Isolating mRNA using acupuncture (BioTechniques Weekly)
What do you get when you cross eastern medicine with molecular biology? How about a novel way to isolate mRNA from living cells using acupuncture? That’s the work Karl Hasenstein, Ph.D., presented at the CHI qPCR conference held in San Diego this past week.
Original research performed by Dr. Hasenstein’s lab demonstrated glass needles coated with oligodT could successfully isolate mRNA from single cells (for example, Drosophila eggs) and increasing allow for the ability to quantify gene distribution spatially across a gradient within a cell or over time in a developing cell.
The technique, called Solid Phase Gene Extraction, is clean, fast, and specific. The only problem was that with glass needles, there was too much variation in the amount of coating on each tip, and that the glass had a tendency to kill the cells. So they switched to steel acupuncture needles. The advantages of stainless steel needles are the uniformity of coating, allowing for internal normalization in each capture, and the needles do not kill cells. Hasenstein reported that he could pierce a Drosophila egg 4 times to remove mRNA and the eggs still developed normally into adult flies.

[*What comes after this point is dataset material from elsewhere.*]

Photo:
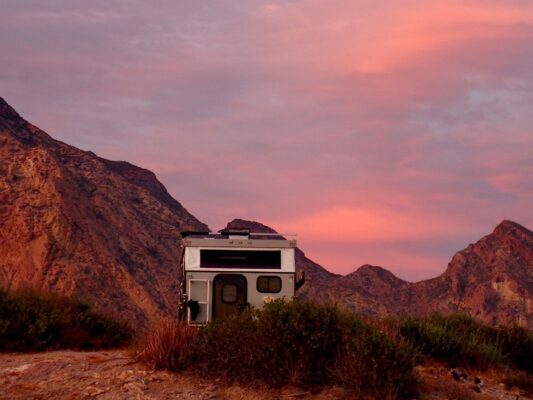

What was really impressive is the kinetics of binding. Data presented showed that within 60 seconds, the amount of RNA captured in the vicinity of the needle reached full saturation.
The needles were then placed in a PCR tube and mRNA eluted with 5 µL of buffer and one-step qRT-PCR carried out on the complete captured material. qRT-PCR results demonstrated very sensitive and correct expression of RNA in the Drosophila embryo that correlated precisely with existing data for the genes examined. Additional work used the same technique for budding seeds and for examining tumor tissues.
The power of the acupuncture technique is that rare or limiting specimens can be examined for expression levels without harming them so they can be used for other studies such as DNA or protein analysis.
In cases where the sample needs to be shared among many researchers, this can be an effcient way to collect as much data out of a single sample as possible.
Additional applications for this technique are easy to foresee. Forensic samples could be probed with stainless steel-coated STR-linked capture probes to pull human DNA out of very tiny and dilute samples and used directly in STR profiling and avoiding the need for nucleic acid extraction. Seeds could be sampled for genetic modifications without concern for having to accomodate difficult PCR inhibitors. Antibody-coated needles can allow for quick screening of viral particles direct from patient serum or blood without tedious procedures. The possibilities for increasing scientific discovery as well as the commercial potential are boundless.
To continue further studies Hasenstein explains that additional funding will be needed to support research efforts. They are looking for commercial partners to help develop the method for use in more than just Drosophila. Based on sensitivity of the qPCR results presented at the CHI conference, the potential uses appear to be well worth the investment.